After the first convolution ... there are all the other convolutions in the network followed by average pooling and a single fully-connected layer. This architecture is described in the Residual Attention Networks paper as well as the Identity Mappings paper that is a follow up to the Deep Residual Learning paper.
Cheers, Ondrej
Thank you :)
You're welcome! Let me know if you manage to reproduce Fei Wang's results.
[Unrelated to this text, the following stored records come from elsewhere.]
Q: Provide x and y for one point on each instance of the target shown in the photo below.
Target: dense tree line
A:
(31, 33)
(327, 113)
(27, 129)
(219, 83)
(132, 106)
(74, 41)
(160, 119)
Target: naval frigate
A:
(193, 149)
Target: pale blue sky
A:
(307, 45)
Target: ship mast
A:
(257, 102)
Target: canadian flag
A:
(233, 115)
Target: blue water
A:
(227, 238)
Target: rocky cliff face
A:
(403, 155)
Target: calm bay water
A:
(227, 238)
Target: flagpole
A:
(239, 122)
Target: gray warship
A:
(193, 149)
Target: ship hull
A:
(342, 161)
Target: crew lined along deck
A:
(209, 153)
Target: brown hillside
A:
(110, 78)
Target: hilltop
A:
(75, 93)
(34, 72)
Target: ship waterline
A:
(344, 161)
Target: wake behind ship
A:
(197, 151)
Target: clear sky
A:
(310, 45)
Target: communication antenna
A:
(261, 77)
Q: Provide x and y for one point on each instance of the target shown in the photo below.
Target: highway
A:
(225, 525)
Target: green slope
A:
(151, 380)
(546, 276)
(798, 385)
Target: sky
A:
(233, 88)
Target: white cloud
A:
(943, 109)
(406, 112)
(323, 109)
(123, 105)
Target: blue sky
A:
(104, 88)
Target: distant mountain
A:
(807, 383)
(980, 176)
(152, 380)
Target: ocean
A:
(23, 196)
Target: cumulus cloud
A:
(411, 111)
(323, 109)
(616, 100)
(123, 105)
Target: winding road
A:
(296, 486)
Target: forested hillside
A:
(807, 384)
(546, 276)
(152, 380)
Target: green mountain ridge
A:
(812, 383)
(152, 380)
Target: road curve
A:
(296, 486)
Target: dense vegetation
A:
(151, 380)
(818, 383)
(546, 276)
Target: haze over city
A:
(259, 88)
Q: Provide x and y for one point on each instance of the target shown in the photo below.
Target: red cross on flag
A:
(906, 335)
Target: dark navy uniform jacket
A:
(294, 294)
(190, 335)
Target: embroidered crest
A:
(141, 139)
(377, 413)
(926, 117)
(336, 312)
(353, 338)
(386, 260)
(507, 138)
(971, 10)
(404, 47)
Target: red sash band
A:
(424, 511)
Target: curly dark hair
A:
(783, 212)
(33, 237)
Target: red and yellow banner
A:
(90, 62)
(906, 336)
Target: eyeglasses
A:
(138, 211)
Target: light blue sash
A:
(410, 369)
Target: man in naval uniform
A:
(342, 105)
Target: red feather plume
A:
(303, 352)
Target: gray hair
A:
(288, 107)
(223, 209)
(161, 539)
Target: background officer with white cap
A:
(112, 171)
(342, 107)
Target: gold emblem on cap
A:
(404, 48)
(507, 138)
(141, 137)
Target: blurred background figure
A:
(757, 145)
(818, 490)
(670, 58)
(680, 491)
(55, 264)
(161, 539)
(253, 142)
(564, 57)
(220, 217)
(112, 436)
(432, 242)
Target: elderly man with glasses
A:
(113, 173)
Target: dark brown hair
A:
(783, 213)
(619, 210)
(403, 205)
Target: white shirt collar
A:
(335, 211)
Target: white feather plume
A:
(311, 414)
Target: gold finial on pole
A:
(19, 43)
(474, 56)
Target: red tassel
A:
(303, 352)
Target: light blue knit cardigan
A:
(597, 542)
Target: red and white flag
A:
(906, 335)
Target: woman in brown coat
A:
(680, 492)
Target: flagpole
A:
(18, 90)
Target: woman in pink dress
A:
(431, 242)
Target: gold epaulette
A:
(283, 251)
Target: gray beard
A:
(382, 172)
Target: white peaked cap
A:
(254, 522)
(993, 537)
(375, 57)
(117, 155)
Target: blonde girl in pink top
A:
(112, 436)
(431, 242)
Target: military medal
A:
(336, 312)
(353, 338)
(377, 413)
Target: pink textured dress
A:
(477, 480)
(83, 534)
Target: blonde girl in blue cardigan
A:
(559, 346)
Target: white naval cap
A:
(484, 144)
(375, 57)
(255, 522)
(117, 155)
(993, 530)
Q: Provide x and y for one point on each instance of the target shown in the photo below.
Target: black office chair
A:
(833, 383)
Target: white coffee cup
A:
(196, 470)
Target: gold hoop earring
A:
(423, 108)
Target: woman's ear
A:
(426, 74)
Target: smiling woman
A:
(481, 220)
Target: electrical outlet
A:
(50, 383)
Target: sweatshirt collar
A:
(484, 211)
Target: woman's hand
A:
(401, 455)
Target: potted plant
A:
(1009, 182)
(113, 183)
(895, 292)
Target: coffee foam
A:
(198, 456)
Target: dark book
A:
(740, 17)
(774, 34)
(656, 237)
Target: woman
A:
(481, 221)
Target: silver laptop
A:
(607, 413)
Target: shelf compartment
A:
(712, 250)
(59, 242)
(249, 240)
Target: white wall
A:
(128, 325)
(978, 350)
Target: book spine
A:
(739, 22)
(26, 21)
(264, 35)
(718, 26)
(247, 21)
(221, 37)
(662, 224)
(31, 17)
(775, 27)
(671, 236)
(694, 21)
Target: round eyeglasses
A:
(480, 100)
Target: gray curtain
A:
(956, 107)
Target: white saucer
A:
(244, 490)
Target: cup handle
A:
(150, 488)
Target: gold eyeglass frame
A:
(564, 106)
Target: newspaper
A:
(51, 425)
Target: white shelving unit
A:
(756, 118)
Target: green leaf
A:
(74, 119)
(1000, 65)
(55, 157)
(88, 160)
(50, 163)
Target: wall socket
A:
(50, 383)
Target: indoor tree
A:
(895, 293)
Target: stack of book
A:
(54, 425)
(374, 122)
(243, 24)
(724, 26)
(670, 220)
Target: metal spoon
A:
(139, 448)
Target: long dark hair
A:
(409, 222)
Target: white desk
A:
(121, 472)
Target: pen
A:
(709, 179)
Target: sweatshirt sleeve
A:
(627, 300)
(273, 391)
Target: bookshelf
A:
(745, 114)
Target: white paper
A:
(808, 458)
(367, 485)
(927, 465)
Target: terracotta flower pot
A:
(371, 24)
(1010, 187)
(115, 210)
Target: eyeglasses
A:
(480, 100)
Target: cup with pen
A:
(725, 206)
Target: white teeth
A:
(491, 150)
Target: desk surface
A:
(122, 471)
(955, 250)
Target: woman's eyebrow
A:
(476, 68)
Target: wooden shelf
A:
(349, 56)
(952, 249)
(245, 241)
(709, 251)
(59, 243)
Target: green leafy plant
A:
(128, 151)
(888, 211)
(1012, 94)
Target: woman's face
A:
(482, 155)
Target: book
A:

@ondrejba , So late to reply you. You really give some useful ideas. Maybe I will train again according your advises. thanks so much.
@ondrejba , hi, could you tell me when to upsample? when feature map size is 88 or 44?
@YihangLou @josianerodrigues @123moon @estelle1722 @ondrejba hi evereybody. ok, my model now get the best accuracy of 0.954, the newest code is uploaded. @ondrejba thanks for your advises.
Thank you, @tengshaofeng :)
That's awesome! Can you try to run it more than once and average the accuracies?
@ondrejba , i will not try again for time limit. I found accuracy is above 0.951 for many epochs.
Ok, that's fine :+1:
Hi @tengshaofeng, Which network do you think is better for multilabel dataset like NUS-WIDE? I ran the ResidualAttentionModel_92, but the result was not very good.
Hi~我想用Gluon实现一下这个网络,参考下你的代码
@PistonY , 好的,加油
cifar-10跑出来了,你有试过imagenet吗?
@PistonY ,没有啊 ,imagenet数据太大了,你可以试试
Have a try mixup and MSRAPrelu-init on cifar10,I got better result.
@PistonY , congratulation, can you provide the detail code? what is the mixup and MSRAPrelu-init?
@PistonY , i have checked your project. Do you mean that the best result is based MSRAPrelu? mixup is still training?
Yes,I've just done training mixup, it's only got acc with 96.57,not good enough.You can check out this for more details.
@PistonY , acc with 96.57, it means the new best result? your result with MSRAPrelu is 95.41? improve more than one percent.
大哥,咱俩还是用中文说吧,我用MSRAPrelu达到了95.68,一般来说mixup至少有一个百分点的提升,具体可以参考我刚才给你的链接,那个是GluonCV官方train的.MSRAPrelu的提升不是很大,但是mixup会有惊喜.
用MSRAPrelu达到了95.68这个我理解, mixup 你训练完不是达到了96.57吗,这个就是新高啊,为啥还说not good enough
ok, maybe i will try to do some image pre-processing and tune the super parameters to achieve that. but this code performance well in my own implement about medical images recognition.